Modified version of Huggingface tutorial.  
https://huggingface.co/learn/nlp-course/en/chapter3/3

# Fine-tuning a model with the Trainer API or Keras

## Recipe
1. Data processing: loading and tokenization
2. Load pre-trained model
3. Set up the Trainer
4. Train
5. Evaluate

Install the Transformers, Datasets, and Evaluate libraries to run this notebook.

In [None]:
!pip install datasets evaluate transformers[sentencepiece]

In [None]:
from datasets import load_dataset
from transformers import AutoTokenizer, DataCollatorWithPadding

raw_datasets = load_dataset("glue", "mrpc")
checkpoint = "bert-base-uncased"
tokenizer = AutoTokenizer.from_pretrained(checkpoint)


def tokenize_function(example):
    return tokenizer(example["sentence1"], example["sentence2"], truncation=True)


tokenized_datasets = raw_datasets.map(tokenize_function, batched=True)
# DataCollatorWithPadding will dynamically pad input ids.
# 这个 collator 会自动动态padding
data_collator = DataCollatorWithPadding(tokenizer=tokenizer)

In [None]:
from transformers import TrainingArguments
#  The only argument you have to provide is a directory where the trained model will be saved, 
# as well as the checkpoints along the way.
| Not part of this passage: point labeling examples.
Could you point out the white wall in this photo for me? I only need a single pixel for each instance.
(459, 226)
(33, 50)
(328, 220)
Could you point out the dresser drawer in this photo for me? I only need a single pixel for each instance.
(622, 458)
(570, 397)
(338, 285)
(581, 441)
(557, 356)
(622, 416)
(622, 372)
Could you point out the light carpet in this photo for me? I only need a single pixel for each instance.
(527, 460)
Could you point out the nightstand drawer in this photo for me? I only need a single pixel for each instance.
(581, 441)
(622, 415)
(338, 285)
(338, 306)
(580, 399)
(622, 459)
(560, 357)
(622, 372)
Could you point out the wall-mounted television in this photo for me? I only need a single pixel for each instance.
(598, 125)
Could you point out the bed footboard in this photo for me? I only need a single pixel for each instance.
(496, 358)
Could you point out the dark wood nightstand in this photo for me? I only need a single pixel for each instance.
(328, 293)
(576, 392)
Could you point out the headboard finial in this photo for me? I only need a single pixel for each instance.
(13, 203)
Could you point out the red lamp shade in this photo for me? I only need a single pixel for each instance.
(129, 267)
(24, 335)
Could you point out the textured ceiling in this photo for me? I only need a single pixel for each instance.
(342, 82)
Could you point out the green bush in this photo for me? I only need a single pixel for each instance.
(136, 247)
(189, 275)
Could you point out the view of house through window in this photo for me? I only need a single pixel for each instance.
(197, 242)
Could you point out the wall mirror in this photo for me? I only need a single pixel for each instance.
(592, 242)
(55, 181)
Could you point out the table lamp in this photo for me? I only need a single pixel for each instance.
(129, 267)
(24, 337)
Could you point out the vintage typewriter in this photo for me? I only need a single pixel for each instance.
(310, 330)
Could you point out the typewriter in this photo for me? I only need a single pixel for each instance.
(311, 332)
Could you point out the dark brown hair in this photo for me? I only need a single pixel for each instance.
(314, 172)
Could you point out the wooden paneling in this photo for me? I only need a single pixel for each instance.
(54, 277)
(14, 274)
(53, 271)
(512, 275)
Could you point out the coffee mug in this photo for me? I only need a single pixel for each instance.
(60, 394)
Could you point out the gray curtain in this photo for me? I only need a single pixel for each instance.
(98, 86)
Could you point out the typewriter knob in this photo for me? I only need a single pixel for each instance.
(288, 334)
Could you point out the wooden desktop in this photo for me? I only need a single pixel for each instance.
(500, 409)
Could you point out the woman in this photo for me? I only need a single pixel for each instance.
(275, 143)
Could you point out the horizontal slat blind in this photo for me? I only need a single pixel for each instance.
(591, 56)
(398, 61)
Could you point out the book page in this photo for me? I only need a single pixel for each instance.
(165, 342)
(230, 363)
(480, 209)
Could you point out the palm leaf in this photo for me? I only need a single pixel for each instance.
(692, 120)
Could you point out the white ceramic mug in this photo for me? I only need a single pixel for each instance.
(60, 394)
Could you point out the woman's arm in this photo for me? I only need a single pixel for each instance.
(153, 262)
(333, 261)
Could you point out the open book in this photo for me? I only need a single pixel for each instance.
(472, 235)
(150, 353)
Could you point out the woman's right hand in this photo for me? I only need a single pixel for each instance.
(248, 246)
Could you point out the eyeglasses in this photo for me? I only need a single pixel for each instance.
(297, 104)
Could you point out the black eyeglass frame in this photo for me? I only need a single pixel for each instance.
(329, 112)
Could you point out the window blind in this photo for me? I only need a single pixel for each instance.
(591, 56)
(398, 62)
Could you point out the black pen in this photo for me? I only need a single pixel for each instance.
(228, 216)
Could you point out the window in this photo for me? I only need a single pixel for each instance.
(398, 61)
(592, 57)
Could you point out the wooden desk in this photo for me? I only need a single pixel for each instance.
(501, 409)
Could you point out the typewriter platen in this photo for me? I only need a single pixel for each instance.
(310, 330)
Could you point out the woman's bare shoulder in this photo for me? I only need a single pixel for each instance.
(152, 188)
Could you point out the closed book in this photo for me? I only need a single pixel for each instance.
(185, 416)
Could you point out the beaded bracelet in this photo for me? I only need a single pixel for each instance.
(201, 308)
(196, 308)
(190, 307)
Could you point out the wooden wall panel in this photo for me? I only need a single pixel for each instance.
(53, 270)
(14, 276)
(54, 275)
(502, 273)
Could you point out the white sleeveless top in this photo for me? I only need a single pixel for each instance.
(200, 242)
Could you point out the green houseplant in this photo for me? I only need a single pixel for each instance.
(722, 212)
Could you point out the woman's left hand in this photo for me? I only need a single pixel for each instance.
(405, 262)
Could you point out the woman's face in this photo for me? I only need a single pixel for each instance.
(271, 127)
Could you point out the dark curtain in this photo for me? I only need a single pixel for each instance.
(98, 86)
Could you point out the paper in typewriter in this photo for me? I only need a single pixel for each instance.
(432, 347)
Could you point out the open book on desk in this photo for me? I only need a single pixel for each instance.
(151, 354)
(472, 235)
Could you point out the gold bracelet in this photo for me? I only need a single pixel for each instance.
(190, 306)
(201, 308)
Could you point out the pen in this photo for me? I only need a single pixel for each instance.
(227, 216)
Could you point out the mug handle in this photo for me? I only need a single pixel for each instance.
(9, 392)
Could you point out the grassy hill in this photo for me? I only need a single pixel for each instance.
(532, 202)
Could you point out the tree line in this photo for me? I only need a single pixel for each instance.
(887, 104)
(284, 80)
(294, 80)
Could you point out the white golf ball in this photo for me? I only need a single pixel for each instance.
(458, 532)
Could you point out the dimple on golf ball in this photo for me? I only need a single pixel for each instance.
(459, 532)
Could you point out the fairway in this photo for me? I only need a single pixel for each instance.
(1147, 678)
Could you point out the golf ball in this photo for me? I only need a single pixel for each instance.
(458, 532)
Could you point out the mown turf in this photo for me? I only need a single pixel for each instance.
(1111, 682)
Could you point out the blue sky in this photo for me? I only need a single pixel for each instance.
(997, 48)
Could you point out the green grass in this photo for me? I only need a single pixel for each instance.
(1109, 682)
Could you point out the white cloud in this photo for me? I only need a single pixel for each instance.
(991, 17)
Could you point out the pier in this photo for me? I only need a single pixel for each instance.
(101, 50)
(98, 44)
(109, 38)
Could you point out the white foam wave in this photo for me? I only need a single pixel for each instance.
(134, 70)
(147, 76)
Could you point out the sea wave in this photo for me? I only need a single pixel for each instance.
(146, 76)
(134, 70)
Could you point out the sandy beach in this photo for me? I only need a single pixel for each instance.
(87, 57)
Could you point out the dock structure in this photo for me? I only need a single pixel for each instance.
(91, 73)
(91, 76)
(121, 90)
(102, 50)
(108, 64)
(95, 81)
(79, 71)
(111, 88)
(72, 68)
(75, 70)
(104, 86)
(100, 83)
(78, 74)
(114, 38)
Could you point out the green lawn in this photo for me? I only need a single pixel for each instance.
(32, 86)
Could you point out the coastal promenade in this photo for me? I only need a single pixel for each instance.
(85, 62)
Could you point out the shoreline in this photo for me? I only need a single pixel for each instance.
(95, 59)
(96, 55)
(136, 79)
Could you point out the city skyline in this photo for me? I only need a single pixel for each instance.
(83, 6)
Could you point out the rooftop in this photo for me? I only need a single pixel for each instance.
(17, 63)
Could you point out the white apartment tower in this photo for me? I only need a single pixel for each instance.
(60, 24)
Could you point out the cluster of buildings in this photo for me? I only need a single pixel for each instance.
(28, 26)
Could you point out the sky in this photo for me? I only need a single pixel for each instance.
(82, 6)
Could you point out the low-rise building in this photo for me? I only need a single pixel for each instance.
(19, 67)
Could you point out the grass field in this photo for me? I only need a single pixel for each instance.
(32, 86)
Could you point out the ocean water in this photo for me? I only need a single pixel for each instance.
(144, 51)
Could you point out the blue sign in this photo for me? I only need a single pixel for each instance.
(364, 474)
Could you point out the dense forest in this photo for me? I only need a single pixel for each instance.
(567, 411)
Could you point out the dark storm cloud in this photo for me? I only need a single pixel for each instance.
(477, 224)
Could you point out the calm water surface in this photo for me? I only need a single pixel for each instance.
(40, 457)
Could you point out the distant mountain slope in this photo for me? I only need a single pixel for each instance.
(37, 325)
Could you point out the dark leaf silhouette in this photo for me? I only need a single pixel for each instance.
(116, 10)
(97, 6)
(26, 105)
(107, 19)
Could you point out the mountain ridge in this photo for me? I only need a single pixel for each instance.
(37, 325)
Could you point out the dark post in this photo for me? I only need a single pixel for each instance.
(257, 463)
For all the rest, you can leave the defaults, 
# which should work pretty well for a basic fine-tuning.
# 根据路劲加载训练参数
training_args = TrainingArguments("test-trainer")

In [None]:
from transformers import AutoModelForSequenceClassification
# Load the uncased BERT, warp it, and set the classes as 2.
# 加载 uncased BERT，并且包装成 序列分类器， 这里 num_labels=2 表示为2分类任务 
model = AutoModelForSequenceClassification.from_pretrained(checkpoint, num_labels=2)

In [None]:
from transformers import Trainer

trainer = Trainer(
    model,
    training_args,
    train_dataset=tokenized_datasets["train"],
    eval_dataset=tokenized_datasets["validation"],
    data_collator=data_collator,
    tokenizer=tokenizer,
)
'''
We didn’t tell the Trainer to evaluate during training 
by setting evaluation_strategy to either "steps" (evaluate every eval_steps) 
or "epoch" (evaluate at the end of each epoch).

We didn’t provide the Trainer with a compute_metrics() function 
to calculate a metric during said evaluation 
(otherwise the evaluation would just have printed the loss, which is not a very intuitive number).
这里没有设置 evaluation 的metric，所以默认会返回 loss

'''

In [None]:
trainer.train()

In [None]:
predictions = trainer.predict(tokenized_datasets["validation"])
print(predictions.predictions.shape, predictions.label_ids.shape)

(408, 2) (408,)

In [None]:
import numpy as np

preds = np.argmax(predictions.predictions, axis=-1)

In [None]:
import evaluate
# Load a Dataset specific metric to evaluate the fine-tuned model.
# 这里加载的是数据特定的 metric，并且是单独进行 evaluate 的。
metric = evaluate.load("glue", "mrpc")
metric.compute(predictions=preds, references=predictions.label_ids)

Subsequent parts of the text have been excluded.